Was in diversen Sprüchen flott daher gesagt und vermeintlich witzig klingt, ist nichts anderes als ein selbst gestricktes Klischee vom vermeintlichen Landdeppen. Erst wenn man dessen Existenz eindringlich im eigenen Kopf verankert und festgezurrt hat, ergattert man sich dadurch das klitzekleine Selbstbewusstsein, das es braucht, um sich endlich mal wieder gut zu fühlen. Besser jedenfalls als die Landdeppen. Besonders schwierig haben es die Landmenschen, die in die Stadt gezogen sind und seitdem hin und her gerissen werden, weil sie sich nicht entscheiden können, in welcher Heimat sie zu Hause sind. Sie sind sozusagen die wahlentscheidende Mitte, um deren Sympathie es zu ringen gilt.

Richtige Metropolenlinke sind schon seltsame Menschen, aber eben doch unsere Mitbürger. Sie wissen alles, kennen alles, tragen ihre Nase hoch und lästern bevorzugt über Menschen, die nicht aus Metropolen kommen. Ganz schwierige Klientel. Therapie wirkt nur langsam. Aber weil sie unsere Mitmenschen sind, sollten wir, also die Gesellschaft und wir Kleingärtner, die Integration versuchen. Und irgendwie sind sie auch der tollpatschige Ausdruck des real existierenden Stadt-Land-Konfliktes in politischen Bewegungen.

Aber das ist jetzt ein anderes Thema. Auch wenn mich im Moment weniger Gartenarbeit bindet, arbeitslos ist man als Kleingärtner zu keiner Jahreszeit. Lassen wir diesen Linken also ihren Metropolenkosmos, auch wenn sie mit ihren seltsam naturromantischen Vorstellungen näher bei den von ihnen fantasierten Landmenschen sind, als ihnen lieb sein kann. Mir soll es recht sein. Wenn sie dadurch glücklicher sind, gehen sie seltener zum Arzt. Das spart uns allen Kosten. Mir reicht es, dass ich bereits für die wirklichen Deppen auf dem Land, die es natürlich gibt, Steuern zahlen muss. Ohne meine Steuern als Kleingärtner und die meiner vielen Kollegen, wäre Deutschland ärmer. Garantiert.

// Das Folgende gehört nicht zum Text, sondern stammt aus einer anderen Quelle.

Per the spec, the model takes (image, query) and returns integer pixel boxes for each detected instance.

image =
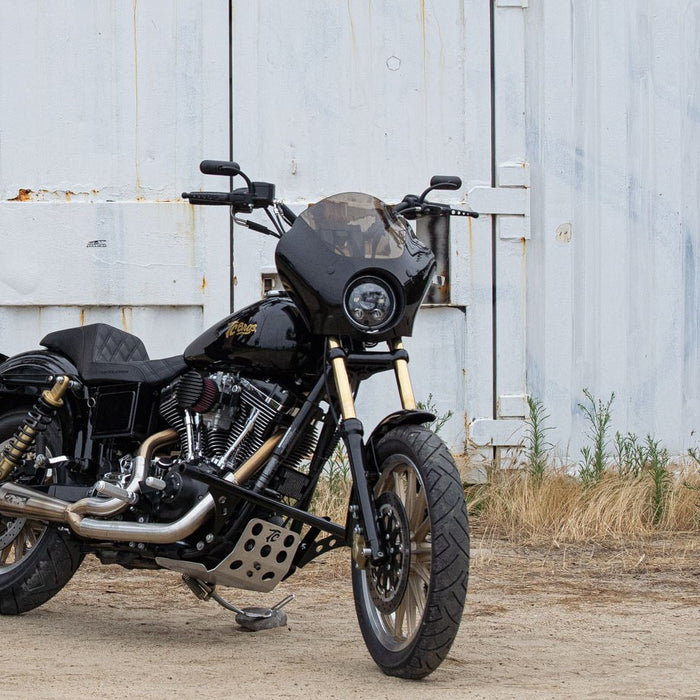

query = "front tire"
[0,411,83,615]
[352,425,469,678]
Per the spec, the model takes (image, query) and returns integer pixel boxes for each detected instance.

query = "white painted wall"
[228,0,492,451]
[0,0,700,459]
[525,0,700,457]
[0,0,229,357]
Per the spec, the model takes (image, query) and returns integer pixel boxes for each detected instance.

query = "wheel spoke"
[0,543,12,566]
[409,559,430,586]
[411,517,430,549]
[401,581,416,639]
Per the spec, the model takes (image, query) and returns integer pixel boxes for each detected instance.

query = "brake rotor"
[0,517,27,551]
[366,491,411,614]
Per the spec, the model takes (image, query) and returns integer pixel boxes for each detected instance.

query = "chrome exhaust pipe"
[0,482,71,523]
[0,430,282,544]
[0,483,214,544]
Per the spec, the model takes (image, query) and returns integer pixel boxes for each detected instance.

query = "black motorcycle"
[0,161,476,678]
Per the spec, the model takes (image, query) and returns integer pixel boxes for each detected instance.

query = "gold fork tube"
[389,340,416,411]
[328,338,357,420]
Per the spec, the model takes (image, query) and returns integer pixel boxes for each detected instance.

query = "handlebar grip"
[182,192,232,206]
[199,160,241,177]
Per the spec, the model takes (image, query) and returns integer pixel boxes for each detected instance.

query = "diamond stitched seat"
[41,323,187,386]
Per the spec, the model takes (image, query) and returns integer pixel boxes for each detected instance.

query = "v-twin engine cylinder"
[160,371,293,471]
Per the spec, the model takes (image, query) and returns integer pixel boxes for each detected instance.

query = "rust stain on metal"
[7,189,32,202]
[7,187,92,202]
[122,306,134,333]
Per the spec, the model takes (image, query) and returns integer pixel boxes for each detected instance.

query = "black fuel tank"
[185,297,323,384]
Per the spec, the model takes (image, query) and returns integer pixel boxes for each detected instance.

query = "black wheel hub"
[367,491,411,614]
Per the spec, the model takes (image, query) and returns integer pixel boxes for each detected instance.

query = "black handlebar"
[199,160,241,177]
[182,192,233,207]
[394,194,479,219]
[182,183,275,212]
[182,160,479,223]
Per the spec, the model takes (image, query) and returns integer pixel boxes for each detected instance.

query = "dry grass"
[468,469,700,544]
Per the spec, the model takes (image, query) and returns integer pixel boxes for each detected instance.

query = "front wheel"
[352,425,469,678]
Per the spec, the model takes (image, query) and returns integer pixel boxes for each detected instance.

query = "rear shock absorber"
[0,376,71,481]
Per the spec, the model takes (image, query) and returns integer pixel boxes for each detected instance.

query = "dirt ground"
[0,537,700,700]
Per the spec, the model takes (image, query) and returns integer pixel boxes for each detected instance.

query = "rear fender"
[0,350,79,436]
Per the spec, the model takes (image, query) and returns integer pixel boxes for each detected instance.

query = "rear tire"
[0,411,83,615]
[352,425,469,678]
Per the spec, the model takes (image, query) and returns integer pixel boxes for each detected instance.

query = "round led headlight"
[344,277,396,331]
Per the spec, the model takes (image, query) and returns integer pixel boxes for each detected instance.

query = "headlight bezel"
[343,270,401,334]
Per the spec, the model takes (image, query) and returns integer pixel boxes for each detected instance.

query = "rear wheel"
[0,411,83,615]
[352,425,469,678]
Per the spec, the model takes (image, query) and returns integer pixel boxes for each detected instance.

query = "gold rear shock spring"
[0,376,71,481]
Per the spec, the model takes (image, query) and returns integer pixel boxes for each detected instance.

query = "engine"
[160,371,294,472]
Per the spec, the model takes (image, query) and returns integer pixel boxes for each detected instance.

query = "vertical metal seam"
[489,0,498,419]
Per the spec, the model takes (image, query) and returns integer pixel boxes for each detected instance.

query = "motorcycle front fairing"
[275,192,435,342]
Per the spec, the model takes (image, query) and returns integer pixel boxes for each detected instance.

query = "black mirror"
[430,175,462,190]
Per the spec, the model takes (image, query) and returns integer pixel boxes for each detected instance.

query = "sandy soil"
[0,538,700,700]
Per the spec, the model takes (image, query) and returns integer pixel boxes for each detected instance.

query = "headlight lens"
[344,277,396,331]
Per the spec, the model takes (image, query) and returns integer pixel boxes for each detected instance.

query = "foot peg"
[182,574,294,632]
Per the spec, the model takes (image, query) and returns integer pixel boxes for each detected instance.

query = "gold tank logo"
[226,321,258,338]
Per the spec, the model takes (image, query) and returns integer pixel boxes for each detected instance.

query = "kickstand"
[182,574,295,632]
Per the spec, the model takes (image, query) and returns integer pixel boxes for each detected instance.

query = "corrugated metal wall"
[526,0,700,456]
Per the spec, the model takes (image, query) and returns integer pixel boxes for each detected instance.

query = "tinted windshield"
[299,192,412,260]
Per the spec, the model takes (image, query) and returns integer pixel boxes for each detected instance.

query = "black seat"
[41,323,187,386]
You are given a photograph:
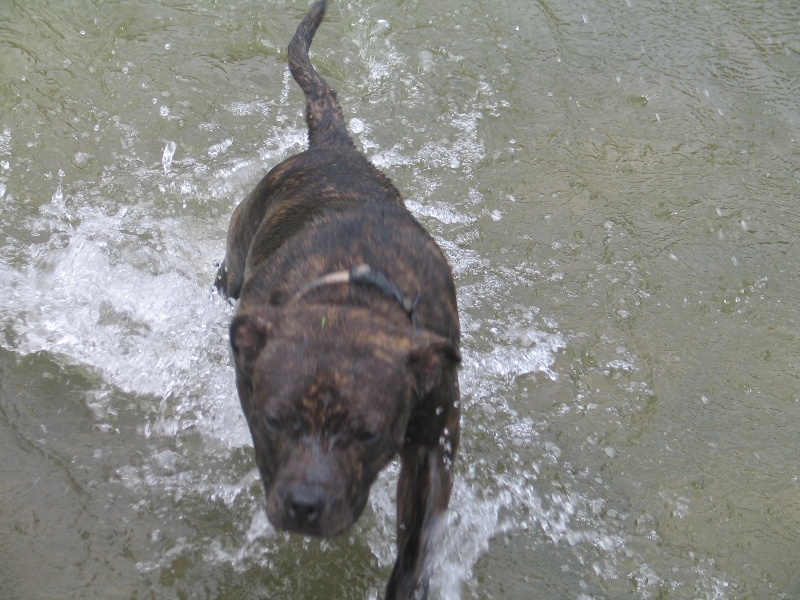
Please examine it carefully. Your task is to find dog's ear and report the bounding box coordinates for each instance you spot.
[408,333,461,396]
[230,313,272,373]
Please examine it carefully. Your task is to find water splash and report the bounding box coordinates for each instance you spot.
[161,142,178,175]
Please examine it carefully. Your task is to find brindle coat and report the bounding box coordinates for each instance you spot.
[216,1,460,599]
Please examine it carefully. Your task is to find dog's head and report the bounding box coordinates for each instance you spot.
[230,307,459,535]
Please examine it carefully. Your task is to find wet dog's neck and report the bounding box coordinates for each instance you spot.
[289,264,420,327]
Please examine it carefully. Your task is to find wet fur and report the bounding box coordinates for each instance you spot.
[216,2,460,599]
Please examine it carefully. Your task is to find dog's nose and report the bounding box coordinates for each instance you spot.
[285,485,325,528]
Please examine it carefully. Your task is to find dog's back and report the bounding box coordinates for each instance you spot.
[216,1,459,343]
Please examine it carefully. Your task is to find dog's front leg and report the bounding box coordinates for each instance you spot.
[386,406,459,600]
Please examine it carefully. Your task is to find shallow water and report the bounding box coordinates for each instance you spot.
[0,0,800,599]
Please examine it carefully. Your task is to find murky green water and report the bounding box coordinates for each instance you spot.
[0,0,800,599]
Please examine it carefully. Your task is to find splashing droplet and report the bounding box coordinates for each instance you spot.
[161,142,178,175]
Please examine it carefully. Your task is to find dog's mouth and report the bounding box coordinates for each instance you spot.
[267,482,363,537]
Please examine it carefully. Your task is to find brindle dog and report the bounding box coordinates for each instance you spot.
[216,1,460,599]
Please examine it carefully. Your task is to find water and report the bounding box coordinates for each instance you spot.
[0,0,800,599]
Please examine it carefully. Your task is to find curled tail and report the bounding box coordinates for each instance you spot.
[289,0,352,147]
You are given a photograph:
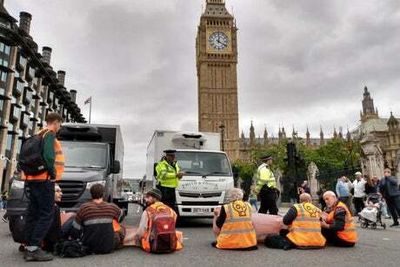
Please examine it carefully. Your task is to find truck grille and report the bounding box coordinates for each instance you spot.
[182,201,219,206]
[59,180,86,201]
[179,192,222,198]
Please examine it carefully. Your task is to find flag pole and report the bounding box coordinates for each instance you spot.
[89,97,92,124]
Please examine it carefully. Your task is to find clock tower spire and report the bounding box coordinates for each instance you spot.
[196,0,239,160]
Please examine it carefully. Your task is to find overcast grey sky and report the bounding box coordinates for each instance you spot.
[5,0,400,177]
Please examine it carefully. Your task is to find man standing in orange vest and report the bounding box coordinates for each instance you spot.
[134,188,183,252]
[212,188,257,250]
[321,191,357,247]
[22,113,64,261]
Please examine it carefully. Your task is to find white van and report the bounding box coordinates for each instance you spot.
[146,130,234,217]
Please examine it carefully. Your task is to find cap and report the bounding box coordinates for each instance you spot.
[260,155,272,161]
[146,188,162,200]
[164,149,176,155]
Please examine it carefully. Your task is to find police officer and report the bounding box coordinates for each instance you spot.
[156,149,183,210]
[255,155,278,215]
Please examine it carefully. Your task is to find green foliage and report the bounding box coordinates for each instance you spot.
[241,139,361,192]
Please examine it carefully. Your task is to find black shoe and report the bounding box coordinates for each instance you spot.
[24,248,53,261]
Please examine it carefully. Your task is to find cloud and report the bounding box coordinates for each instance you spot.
[5,0,400,177]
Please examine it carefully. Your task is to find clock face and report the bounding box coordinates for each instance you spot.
[208,32,229,50]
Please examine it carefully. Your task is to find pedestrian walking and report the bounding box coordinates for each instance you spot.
[20,113,64,261]
[353,172,367,217]
[379,168,400,227]
[156,149,183,214]
[249,185,258,212]
[336,176,351,214]
[255,155,278,215]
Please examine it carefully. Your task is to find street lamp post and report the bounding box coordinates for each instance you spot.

Aber in einem Punkt hat die Spezies der Metropolenlinken recht und den richtigen Riecher. Während in Städten Gartenflächen wie die Nadel im Heuhaufen gesucht werden, lässt man sie in ländlichen Regionen verkommen. Jedes Jahr sehe ich in meiner direkten Umgebung, wie Gartenfläche auf Gartenfläche stillgelegt wird. Wo soll das enden? Vielleicht ist doch was dran am Geschwätz der Metropolenlinken, von wegen Deppen und Rückständige auf dem Land. Auszuschließen ist es nicht. Wie ein blindes Huhn manchmal ein Korn findet, kann auch der gemeine Metropolenlinke versehentlich Recht haben. Es geschieht selten, aber es geschieht.

Trotzdem: Am Ende der Kolumne soll der Metropolenlinke gefälligst dumm aus der Röhre schauen. Dann zum Beispiel, wenn unsereiner statt im Bio-Laden in der nächstgelegenen Kelterei seines Vertrauens vorbeifährt und ein paar Liter frisch gepressten, aber nicht abgekochten Apfelsaft für wenig Geld ersteht und sich daran die nächsten Tage labt. Köstlich und extrem naturverbunden. Saugeil.